6. Does there seem to be a large distribution of posters or a smaller concentration of posters who are very active? What kind of impact might this have on the data?

In [226]:
posters = {}

for submission in subreddit.top(limit=100, time_filter="month"):
    author_name = submission.author.name
    if author_name in posters:
        num_posts = posters.get(author_name)
        num_posts += 1
    else:
        num_posts = 1

    posters.update({author_name: num_posts})

sorted_posters_by_posts = dict(sorted(posters.items(), key=lambda x:x[1], reverse=True))
print(sorted_posters_by_posts)
print(f"No. of posters in last month: {len(sorted_posters_by_posts)}")
print(f"No. of posts in last month: {np.sum(list(sorted_posters_by_posts.values()))}")
print(f"Mean no. of posts per author: {np.mean(list(sorted_posters_by_posts.values()))}")
print(f"Median no. of posts per author: {np.median(list(sorted_posters_by_posts.values()))}")
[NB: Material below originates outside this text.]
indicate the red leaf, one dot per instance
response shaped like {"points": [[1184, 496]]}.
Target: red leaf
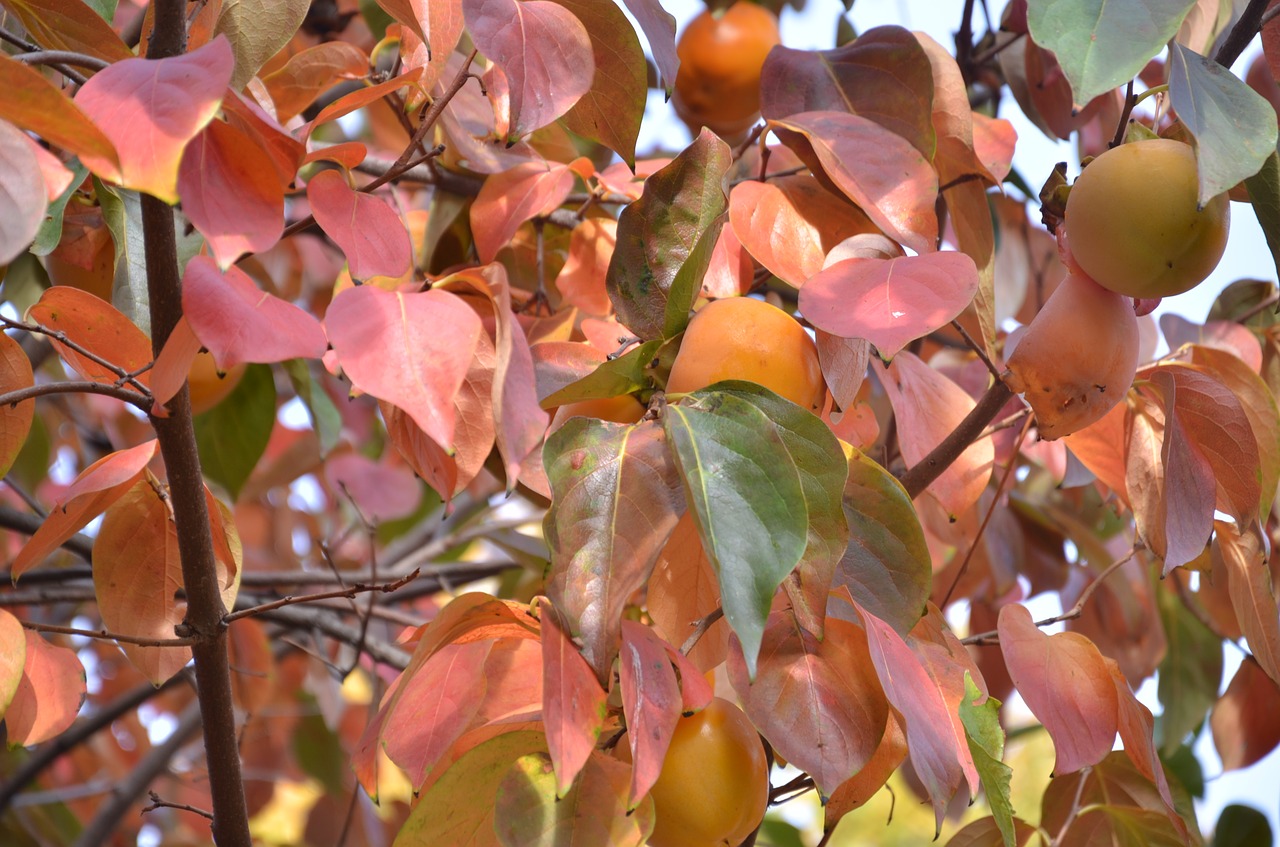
{"points": [[231, 192], [240, 323], [14, 417], [49, 695], [890, 302], [510, 198], [410, 349], [1248, 581], [878, 170], [818, 703], [927, 407], [364, 227], [1065, 683], [1246, 722], [542, 49], [22, 192], [650, 701], [574, 704], [151, 108]]}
{'Illustrious_Row_9971': 7, 'Singularian2501': 6, 'xutw21': 3, 'SpatialComputing': 3, 'MysteryInc152': 2, 'hardmaru': 2, 'Effective_Tax_2096': 2, 'mippie_moe': 2, 'cloneofsimo': 2, 'lexfridman': 1, 'Mogady': 1, 'TiredOldCrow': 1, 'jsonathan': 1, 'Neat-Delivery4741': 1, 'highergraphic': 1, 'pommedeterresautee': 1, 'lewtun': 1, 'MLC_Money': 1, 'jkterry1': 1, 'dilmerv': 1, 'smallest_meta_review': 1, 'obsoletelearner': 1, 'Greedy_Childhood8732': 1, 'Lajamerr_Mittesdine': 1, 'That_Violinist_18': 1, '0xWTC': 1, 'thundergolfer': 1, 'ggerganov': 1, 'aviisu': 1, 'likeamanyfacedgod': 1, 'shahaff32': 1, 'st8ic': 1, 'SleekEagle': 1, '0x00groot': 1, 'fromnighttilldawn': 1, 'YaYaLeB': 1, 'CodingButStillAlive': 1, 'DisWastingMyTime': 1, 'MohamedRashad': 1, 'TallTahawus': 1, 'laprika0': 1, 'fedetask': 1, 'killver': 1, 'ChrisRackauckas': 1, 'Technical-Vast1314': 1, 'Batuhan_Y': 1, 'lifesthateasy': 1, 'vajraadhvan': 1, 'Wiskkey': 1, 'tuned-mec-is': 1, 'ZeronixSama': 1, 'aozorahime': 1, 'phraisely': 1, '

In [225]:
posters = {}

for submission in subreddit_tsla.top(limit=100, time_filter="month"):
    author_name = submission.author.name
    if author_name in posters:
        num_posts = posters.get(author_name)
        num_posts += 1
    else:
        num_posts = 1

    posters.update({author_name: num_posts})

sorted_posters_by_posts = dict(sorted(posters.items(), key=lambda x:x[1], reverse=True))
print(sorted_posters_by_posts)
print(f"No. of posters in last month: {len(sorted_posters_by_posts)}")
print(f"No. of posts in last month: {np.sum(list(sorted_posters_by_posts.values()))}")
print(f"Mean no. of posts per author: {np.mean(list(sorted_posters_by_posts.values()))}")
print(f"Median no. of posts per author: {np.median(list(sorted_posters_by_posts.values()))}")

{'wewewawa': 19, 'revanold': 8, 'droneauto': 2, 'TonyLiberty': 2, 'PrimaryMysterious': 1, 'LoganLee43': 1, 'ecoshares': 1, 'Local-Rip9621': 1, 'MoneyAdx': 1, 'Plus_Seesaw2023': 1, 'PolarBearPolo': 1, 'trowawayfarawaytoday': 1, 'Super_Stickman13': 1, 'EqualFlower': 1, 'JamesJimmyJim': 1, 'trillamanillla': 1, 'SouthSink1232': 1, 'Relative-Addendum534': 1, 'mbj7000': 1}
No. of posters in last month: 19
No. of posts in last month: 46
Mean no. of posts per author: 2.4210526315789473
Median no. of posts per author: 1.0


As can be seen from the above results, the MachineLearning subreddit has a better distribution of posters - with mean no. of posts at 1.25 that is close to the median of 1 post per poster. The TSLA subreddit on the other hand, has a mean of 2.42 while its median is also 1 post per author, with a more skewed distribution. For instance the top poster in Machine learning has 7 out of the total 100 posts whereas the top poster (wewewawa) in TSLA has 19 out of the 46. We should worry about the TSLA subreddit data being biased by this one author who seems to be contributing a major portion of the posts.